Category Archives: Syllabus

Retreat again and more Syllabus Building

I’m heading back to our Annual Writing Retreat tomorrow, to talk about Syllabus Building and Assignment Sequencing again. My top three points for this presentation are:

  • Start at the back end, and know your goals.
  • Build forward, adding challenges and difficulties to achieve those goals.
  • Make your pedagogy transparent to your students.
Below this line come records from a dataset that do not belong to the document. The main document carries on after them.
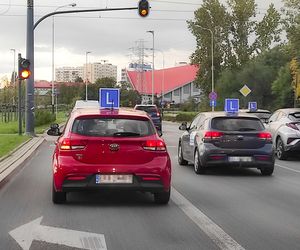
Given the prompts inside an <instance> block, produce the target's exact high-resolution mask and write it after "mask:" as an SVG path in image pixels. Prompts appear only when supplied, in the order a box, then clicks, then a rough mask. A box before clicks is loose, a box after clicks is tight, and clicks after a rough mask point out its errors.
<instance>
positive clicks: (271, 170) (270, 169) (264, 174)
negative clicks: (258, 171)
mask: <svg viewBox="0 0 300 250" xmlns="http://www.w3.org/2000/svg"><path fill="white" fill-rule="evenodd" d="M260 172H261V174H262V175H265V176H270V175H272V174H273V172H274V166H272V167H270V168H262V169H261V170H260Z"/></svg>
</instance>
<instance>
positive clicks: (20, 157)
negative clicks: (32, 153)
mask: <svg viewBox="0 0 300 250" xmlns="http://www.w3.org/2000/svg"><path fill="white" fill-rule="evenodd" d="M44 139H45V138H44V135H39V136H38V137H33V138H31V139H30V140H29V141H27V142H25V143H24V144H22V145H21V146H19V147H18V148H17V149H15V150H14V151H12V152H11V153H10V154H8V155H7V156H5V157H2V158H1V159H0V182H1V181H3V180H4V179H5V178H6V177H7V176H9V175H10V174H11V173H12V172H13V171H14V170H15V169H17V168H18V167H19V166H20V165H21V164H22V163H23V162H24V161H25V160H26V159H28V158H29V157H30V156H31V154H32V153H33V152H34V151H35V150H36V149H37V148H38V147H39V146H40V145H41V144H42V143H43V141H44Z"/></svg>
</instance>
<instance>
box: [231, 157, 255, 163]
mask: <svg viewBox="0 0 300 250" xmlns="http://www.w3.org/2000/svg"><path fill="white" fill-rule="evenodd" d="M228 161H229V162H251V161H252V157H251V156H229V157H228Z"/></svg>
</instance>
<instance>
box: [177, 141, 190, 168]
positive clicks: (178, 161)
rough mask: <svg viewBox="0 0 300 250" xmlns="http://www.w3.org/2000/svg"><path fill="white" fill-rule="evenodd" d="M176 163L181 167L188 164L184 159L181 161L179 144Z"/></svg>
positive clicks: (182, 156)
mask: <svg viewBox="0 0 300 250" xmlns="http://www.w3.org/2000/svg"><path fill="white" fill-rule="evenodd" d="M178 163H179V165H182V166H183V165H187V164H188V162H187V161H186V160H185V159H183V154H182V147H181V143H179V144H178Z"/></svg>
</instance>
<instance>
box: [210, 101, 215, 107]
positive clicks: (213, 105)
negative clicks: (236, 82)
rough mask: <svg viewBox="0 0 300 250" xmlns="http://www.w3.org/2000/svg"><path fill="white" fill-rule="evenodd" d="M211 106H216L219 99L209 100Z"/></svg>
mask: <svg viewBox="0 0 300 250" xmlns="http://www.w3.org/2000/svg"><path fill="white" fill-rule="evenodd" d="M209 106H210V107H216V106H217V101H216V100H210V101H209Z"/></svg>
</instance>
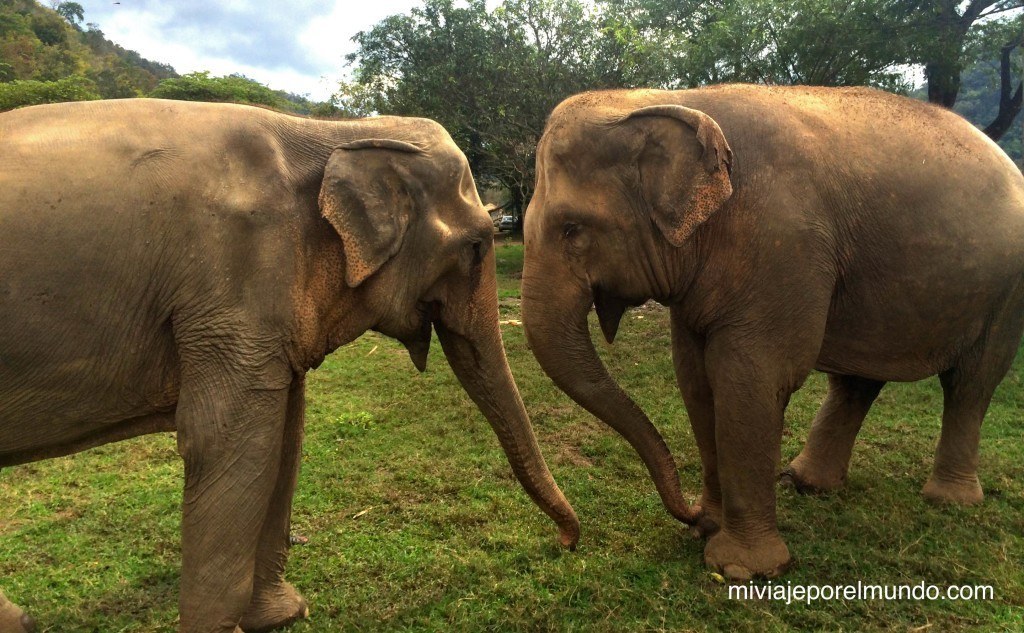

Last fall, I followed this last advice to the extent that I shared part of my presentation to the faculty with my students and discussed with them the way I structured the course to achieve specific goals.

In an optional journal entry, some of my students discussed whether or not we had met our goals. Here is one of my favorite comments:

We achieved all these goals! Wow, we did learn a lot in this class, didn’t we? In retrospect, I am so glad I got into this seminar and wrote/revised papers every week because they really shaped me as a writer. We achieved Goals #1, 2, 6, and 8 through posting online discussions, Goals #2, 3, 4, 5, and 7 through writing papers, and Goal #9 through participating in class discussions and giving oral presentations. I definitely learned how to compare and contrast between the novel and the film and to compare three different things in a paper. We all did an awesome job in our digital media projects, and of course, after Jane Austen dance dinner, we can call ourselves dance masters 🙂

Syllabus for this course is here.

Building Assignment Sequencing

I’m preparing a presentation on Sequencing Assignments for our Annual Writing Retreat. I plan to chart the Trajectory of an Assignment,
which shows an assignment starting at the informal writing phase and moving through multiple drafts to self-critical awareness on the part of the student. I will, also, demonstrate Building an Assignment Sequence by showing five increasingly difficult First-Year Seminar paper assignments building.jpgI have used with my Jane Austen & Film First-Year Seminar.

My best advice for Assignment Sequencing:

  • Start at the back end: know your goals.
  • Build forward, adding challenges and difficulties to achieve goals.
  • Make pedagogy transparent by discussing with students the reasons behind the assignments.

This last is often overlooked, but I find when I share with students the deliberate reasons for my assignments, they become more deliberate in their decisions about their own papers.